How do you prevent codebase degradation at high velocity?
This is the critical risk for startup leads. When agents and humans ship fast, every merge that adds bloat degrades the system. Apply three structural safeguards:
1. Merge gating with taste: Not everything that passes tests should merge. Ask 'does this belong in core, or should it be a plugin?' Apply the same judgment you'd apply to a junior engineer's PR.
2. Plugin architecture: Split the codebase so features can live in isolated modules. This prevents the core from becoming a fire dump and makes large refactors survivable.
3. Test harness as ground truth: 'In Harness We Trust' means the test suite — not human review of every line — is the primary quality signal. Maintain and expand the harness aggressively.
How do .skills files create team-wide consistency?
When multiple engineers each run their own agent sessions, output quality varies based on how they prompt. .Skills files standardize this. Create a shared library of versioned .skills files encoding your team's conventions: documentation format, test patterns, commit message style, code review checklist.
Distribute these files across the team. After each sprint or heavy session, do a team retrospective on .skills file effectiveness. Where did agents produce poor output? Update the files. This creates a compounding asset that improves every agent session over time — far more valuable than one-off prompt engineering.
How do you scale agent orchestration across a growing team?
Start with 2–3 agent swim lanes per engineer (one active, two autonomous). As the team builds waffling-detection intuition, scale to 5+ lanes per engineer. Use dedicated triage lanes to handle incoming issues — especially important for startups receiving customer bug reports at volume.
Run evaluation swim lanes after each release cycle, especially for systems with multiple integrations. Build synthetic test environments for critical paths. Treat evals as a swim lane, not an afterthought.

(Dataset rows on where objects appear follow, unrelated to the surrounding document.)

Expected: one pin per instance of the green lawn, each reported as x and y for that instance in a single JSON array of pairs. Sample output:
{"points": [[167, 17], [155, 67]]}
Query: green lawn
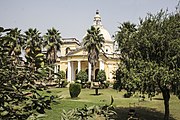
{"points": [[153, 108]]}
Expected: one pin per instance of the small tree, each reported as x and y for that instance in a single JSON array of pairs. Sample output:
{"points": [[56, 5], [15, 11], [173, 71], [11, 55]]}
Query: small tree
{"points": [[61, 76], [74, 89], [82, 75], [101, 76]]}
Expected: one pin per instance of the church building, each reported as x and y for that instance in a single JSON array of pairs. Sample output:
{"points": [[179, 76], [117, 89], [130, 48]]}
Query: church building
{"points": [[74, 57]]}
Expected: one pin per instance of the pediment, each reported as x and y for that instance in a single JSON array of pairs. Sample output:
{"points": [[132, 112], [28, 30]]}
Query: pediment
{"points": [[77, 52]]}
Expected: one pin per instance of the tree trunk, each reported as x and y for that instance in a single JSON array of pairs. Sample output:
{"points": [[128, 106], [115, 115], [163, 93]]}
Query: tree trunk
{"points": [[92, 73], [166, 97]]}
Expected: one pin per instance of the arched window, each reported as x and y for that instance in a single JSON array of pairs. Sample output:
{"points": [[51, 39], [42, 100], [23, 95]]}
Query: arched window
{"points": [[67, 50]]}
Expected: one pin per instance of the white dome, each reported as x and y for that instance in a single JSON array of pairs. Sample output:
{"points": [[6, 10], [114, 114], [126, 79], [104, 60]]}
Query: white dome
{"points": [[106, 34], [97, 23]]}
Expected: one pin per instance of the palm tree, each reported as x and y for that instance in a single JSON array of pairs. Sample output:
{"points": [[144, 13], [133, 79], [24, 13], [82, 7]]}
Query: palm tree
{"points": [[32, 46], [52, 43], [93, 43]]}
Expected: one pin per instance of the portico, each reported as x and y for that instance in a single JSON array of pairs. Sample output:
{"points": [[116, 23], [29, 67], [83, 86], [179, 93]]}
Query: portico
{"points": [[74, 57]]}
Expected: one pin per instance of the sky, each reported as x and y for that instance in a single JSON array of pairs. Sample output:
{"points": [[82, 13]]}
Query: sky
{"points": [[73, 17]]}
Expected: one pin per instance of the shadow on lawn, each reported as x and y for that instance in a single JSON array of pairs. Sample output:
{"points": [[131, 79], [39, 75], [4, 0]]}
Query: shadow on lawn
{"points": [[141, 112]]}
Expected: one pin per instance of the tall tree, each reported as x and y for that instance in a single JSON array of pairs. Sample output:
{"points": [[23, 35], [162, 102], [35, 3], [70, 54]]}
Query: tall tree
{"points": [[33, 42], [52, 43], [19, 97], [151, 55], [93, 43]]}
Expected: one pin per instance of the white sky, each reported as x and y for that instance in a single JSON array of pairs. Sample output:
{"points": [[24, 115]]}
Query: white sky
{"points": [[73, 17]]}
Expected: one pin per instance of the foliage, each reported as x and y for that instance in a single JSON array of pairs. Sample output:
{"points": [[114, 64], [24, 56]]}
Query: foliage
{"points": [[101, 76], [92, 112], [150, 55], [62, 74], [52, 43], [74, 89], [19, 97], [82, 75], [93, 43]]}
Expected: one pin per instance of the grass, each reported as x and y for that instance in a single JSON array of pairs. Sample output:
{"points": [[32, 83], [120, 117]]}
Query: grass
{"points": [[154, 109]]}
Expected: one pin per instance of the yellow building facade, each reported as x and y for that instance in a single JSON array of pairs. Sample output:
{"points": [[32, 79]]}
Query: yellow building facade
{"points": [[73, 56]]}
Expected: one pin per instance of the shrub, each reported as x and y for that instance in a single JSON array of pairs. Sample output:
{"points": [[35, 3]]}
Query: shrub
{"points": [[82, 75], [62, 74], [127, 95], [101, 76], [74, 89]]}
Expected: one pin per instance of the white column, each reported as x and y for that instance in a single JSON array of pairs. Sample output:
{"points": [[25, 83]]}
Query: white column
{"points": [[101, 65], [69, 71], [89, 72], [79, 66]]}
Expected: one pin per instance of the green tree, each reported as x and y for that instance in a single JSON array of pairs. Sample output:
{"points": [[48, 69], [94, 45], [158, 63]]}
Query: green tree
{"points": [[82, 75], [93, 43], [151, 55], [19, 97], [101, 76], [32, 46], [52, 43]]}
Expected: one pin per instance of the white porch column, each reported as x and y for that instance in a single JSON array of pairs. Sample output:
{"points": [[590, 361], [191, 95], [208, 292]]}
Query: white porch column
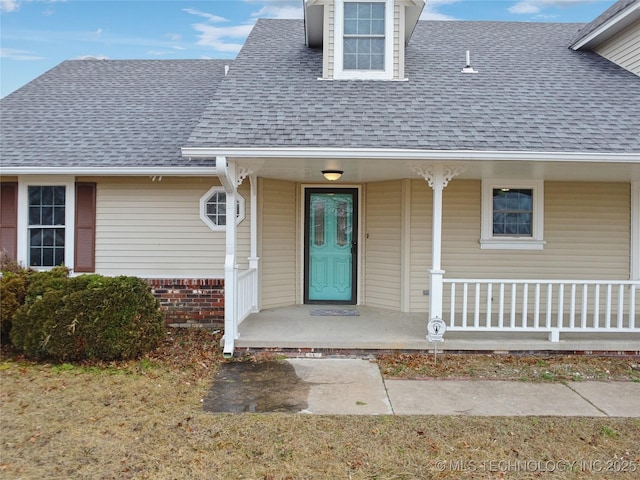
{"points": [[438, 177], [226, 173], [254, 260]]}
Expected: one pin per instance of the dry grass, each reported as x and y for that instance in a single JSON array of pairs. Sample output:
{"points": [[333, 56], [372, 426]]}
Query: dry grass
{"points": [[539, 368], [144, 420]]}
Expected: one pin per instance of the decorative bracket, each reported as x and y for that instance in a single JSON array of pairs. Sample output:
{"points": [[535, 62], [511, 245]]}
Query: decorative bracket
{"points": [[437, 175], [244, 169]]}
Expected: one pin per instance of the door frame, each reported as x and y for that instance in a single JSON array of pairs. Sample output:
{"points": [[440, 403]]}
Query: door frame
{"points": [[355, 192]]}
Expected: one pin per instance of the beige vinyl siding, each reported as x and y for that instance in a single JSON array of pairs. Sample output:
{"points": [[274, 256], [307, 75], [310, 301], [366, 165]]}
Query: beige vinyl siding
{"points": [[277, 243], [587, 230], [420, 241], [383, 233], [153, 229], [624, 48]]}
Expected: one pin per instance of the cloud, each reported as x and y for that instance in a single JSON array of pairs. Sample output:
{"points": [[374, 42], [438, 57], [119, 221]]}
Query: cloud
{"points": [[219, 37], [525, 7], [208, 16], [430, 11], [91, 57], [278, 9], [9, 5], [16, 54]]}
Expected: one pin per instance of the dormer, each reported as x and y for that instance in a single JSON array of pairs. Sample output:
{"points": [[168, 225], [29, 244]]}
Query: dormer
{"points": [[614, 35], [361, 39]]}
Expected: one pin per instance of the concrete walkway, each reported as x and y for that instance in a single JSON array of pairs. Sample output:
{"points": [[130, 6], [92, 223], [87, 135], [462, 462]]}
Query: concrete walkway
{"points": [[356, 387]]}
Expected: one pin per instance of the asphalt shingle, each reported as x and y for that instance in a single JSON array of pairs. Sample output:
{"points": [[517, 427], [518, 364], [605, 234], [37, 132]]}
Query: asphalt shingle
{"points": [[532, 93], [115, 113]]}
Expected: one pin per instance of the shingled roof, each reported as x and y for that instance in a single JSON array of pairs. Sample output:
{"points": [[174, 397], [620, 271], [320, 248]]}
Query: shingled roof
{"points": [[532, 93], [107, 113]]}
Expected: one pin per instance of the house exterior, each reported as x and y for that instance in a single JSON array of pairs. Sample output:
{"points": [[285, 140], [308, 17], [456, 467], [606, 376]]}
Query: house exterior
{"points": [[489, 172]]}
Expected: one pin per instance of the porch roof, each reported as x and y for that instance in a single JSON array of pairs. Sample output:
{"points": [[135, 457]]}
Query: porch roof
{"points": [[532, 93]]}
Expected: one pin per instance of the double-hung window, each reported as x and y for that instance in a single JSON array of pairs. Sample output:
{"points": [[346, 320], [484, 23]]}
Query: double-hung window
{"points": [[364, 40], [46, 225], [512, 215], [213, 208]]}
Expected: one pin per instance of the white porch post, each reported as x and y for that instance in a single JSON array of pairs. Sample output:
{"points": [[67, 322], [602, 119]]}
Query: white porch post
{"points": [[226, 173], [254, 260], [438, 177]]}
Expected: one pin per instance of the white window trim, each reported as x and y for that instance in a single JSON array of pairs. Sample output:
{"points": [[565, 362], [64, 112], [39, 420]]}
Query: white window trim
{"points": [[23, 216], [490, 242], [203, 209], [339, 72], [635, 231]]}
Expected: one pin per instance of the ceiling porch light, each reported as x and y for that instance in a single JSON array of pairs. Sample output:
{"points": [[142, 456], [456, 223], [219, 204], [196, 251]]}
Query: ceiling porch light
{"points": [[332, 175]]}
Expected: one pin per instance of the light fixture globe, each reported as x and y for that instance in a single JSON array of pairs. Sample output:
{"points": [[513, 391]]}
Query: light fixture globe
{"points": [[332, 175]]}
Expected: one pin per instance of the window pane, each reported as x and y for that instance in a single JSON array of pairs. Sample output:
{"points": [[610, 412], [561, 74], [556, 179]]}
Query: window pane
{"points": [[342, 235], [318, 223], [377, 10], [377, 46], [364, 10], [349, 62], [47, 195], [364, 27], [377, 62], [34, 216], [512, 212], [46, 247], [59, 196], [350, 27], [351, 10], [35, 196], [364, 62], [350, 45], [377, 27]]}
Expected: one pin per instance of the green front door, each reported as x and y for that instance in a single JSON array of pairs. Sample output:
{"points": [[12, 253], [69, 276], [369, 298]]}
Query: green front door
{"points": [[330, 245]]}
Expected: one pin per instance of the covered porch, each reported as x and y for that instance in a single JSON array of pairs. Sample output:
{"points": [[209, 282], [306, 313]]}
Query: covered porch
{"points": [[490, 297], [296, 331]]}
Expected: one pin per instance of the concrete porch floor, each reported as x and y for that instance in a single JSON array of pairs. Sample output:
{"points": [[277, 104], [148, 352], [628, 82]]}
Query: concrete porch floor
{"points": [[293, 329]]}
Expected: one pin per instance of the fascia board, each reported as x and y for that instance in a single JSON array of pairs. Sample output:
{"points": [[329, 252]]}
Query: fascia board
{"points": [[609, 28], [405, 154], [97, 171]]}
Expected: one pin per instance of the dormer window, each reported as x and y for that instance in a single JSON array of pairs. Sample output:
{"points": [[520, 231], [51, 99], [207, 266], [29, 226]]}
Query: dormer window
{"points": [[363, 36], [364, 39]]}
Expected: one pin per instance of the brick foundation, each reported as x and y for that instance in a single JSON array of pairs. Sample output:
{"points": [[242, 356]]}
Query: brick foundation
{"points": [[190, 301]]}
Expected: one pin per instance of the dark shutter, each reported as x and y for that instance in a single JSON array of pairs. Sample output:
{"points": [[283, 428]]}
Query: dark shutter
{"points": [[9, 219], [85, 228]]}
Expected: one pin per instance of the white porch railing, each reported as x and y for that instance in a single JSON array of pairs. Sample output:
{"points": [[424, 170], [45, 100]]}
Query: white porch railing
{"points": [[246, 294], [550, 306]]}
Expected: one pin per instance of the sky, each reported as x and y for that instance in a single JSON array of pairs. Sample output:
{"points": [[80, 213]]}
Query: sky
{"points": [[36, 35]]}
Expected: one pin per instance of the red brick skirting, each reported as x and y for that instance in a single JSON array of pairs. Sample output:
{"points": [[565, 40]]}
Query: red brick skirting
{"points": [[189, 301]]}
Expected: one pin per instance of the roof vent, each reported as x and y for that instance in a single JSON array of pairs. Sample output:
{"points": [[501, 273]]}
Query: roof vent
{"points": [[468, 68]]}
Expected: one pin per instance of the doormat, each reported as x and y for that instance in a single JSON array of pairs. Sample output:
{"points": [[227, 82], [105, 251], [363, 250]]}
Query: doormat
{"points": [[334, 312]]}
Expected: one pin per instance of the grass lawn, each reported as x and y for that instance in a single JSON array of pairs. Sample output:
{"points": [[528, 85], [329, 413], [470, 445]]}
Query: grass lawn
{"points": [[144, 419]]}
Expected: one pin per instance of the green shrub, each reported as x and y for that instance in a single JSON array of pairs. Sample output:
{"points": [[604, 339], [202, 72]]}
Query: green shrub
{"points": [[13, 288], [87, 317]]}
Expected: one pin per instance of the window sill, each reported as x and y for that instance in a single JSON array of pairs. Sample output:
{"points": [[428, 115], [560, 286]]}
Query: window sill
{"points": [[511, 244]]}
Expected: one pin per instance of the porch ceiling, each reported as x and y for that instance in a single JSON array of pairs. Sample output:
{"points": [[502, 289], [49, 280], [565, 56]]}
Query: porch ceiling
{"points": [[357, 170]]}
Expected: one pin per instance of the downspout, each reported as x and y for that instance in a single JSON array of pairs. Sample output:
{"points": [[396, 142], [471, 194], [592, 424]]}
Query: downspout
{"points": [[226, 173]]}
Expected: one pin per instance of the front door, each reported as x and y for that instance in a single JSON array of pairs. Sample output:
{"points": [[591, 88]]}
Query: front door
{"points": [[331, 219]]}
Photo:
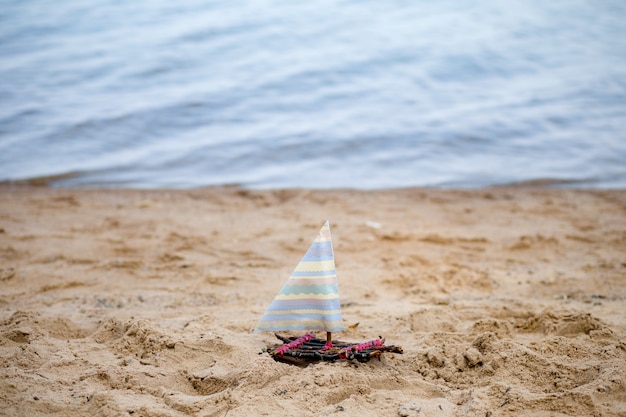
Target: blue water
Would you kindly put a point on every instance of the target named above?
(331, 93)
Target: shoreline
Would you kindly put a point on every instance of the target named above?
(506, 299)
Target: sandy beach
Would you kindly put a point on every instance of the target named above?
(507, 301)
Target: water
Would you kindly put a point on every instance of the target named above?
(273, 93)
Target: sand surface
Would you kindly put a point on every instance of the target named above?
(507, 301)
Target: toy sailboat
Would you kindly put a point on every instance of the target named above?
(309, 301)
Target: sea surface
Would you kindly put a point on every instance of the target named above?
(323, 94)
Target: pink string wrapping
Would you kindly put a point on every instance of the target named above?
(299, 341)
(361, 346)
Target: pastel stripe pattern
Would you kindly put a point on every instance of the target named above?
(309, 300)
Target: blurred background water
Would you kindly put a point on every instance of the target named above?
(324, 94)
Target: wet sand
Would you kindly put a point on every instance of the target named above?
(507, 301)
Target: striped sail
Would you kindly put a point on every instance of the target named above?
(309, 300)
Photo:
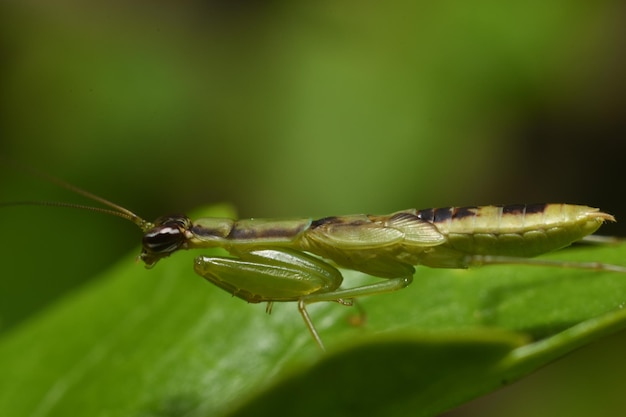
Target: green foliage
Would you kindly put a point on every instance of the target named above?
(164, 343)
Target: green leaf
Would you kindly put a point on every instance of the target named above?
(163, 342)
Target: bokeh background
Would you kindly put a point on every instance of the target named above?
(308, 109)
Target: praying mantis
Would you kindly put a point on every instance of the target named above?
(297, 260)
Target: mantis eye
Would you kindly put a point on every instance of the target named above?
(166, 237)
(163, 239)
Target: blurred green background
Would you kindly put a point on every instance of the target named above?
(308, 109)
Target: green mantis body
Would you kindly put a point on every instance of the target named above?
(297, 259)
(272, 259)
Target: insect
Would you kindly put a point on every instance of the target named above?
(297, 259)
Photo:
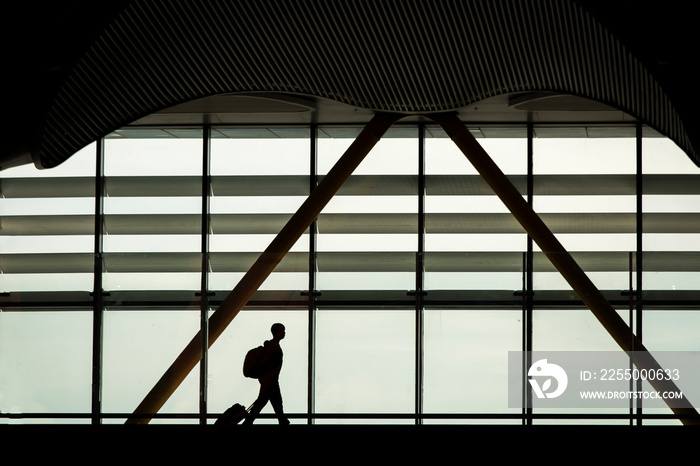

The scaling path is: build .skills files → distribute to team → retrospect weekly → expand swim lanes per engineer → add evaluation lanes → adopt plugin architecture for the codebase.
What's the next step?
Run a pilot: pick one sprint, assign 3 agent swim lanes alongside your human team, load .skills files, and gate every merge through the test harness. After the sprint, retrospect on agent output quality, .skills file effectiveness, and merge discipline. You'll see where the method saves time and where your team needs to build waffling-detection intuition. Then scale from there.
// FREQUENTLY ASKED QUESTIONS
How do I train my engineering team to detect agent waffling?
Have each engineer run high-volume agent sessions and read self-explanations like status updates. Share examples of waffling — circular reasoning, vague assertions, over-confident wrong claims — in team retrospectives. The intuition develops through practice. Vincent Koc compares it to detecting when a staff member is bullshitting: if you can read people, you can learn to read agents.
Should I let engineers merge agent-generated code without human review?
For low-risk swim lanes (test formatting, documentation, CI fixes), yes — if the test harness passes and .skills files enforce your conventions. For high-risk lanes (new features, architectural changes), require human review. The autonomy level should match the risk level. Gate merges with taste: passing tests is necessary but not sufficient for core changes.
How do I prevent merge conflicts when running many parallel swim lanes?
Use separate repo clones per swim lane to isolate work. Sequence merges by priority — CI and bug fixes first, then features. Plugin architecture reduces conflict surface by keeping modules isolated. When conflicts arise, reassign the lower-priority lane to rebase against the updated main branch. Treat conflict resolution as a factory-manager scheduling decision.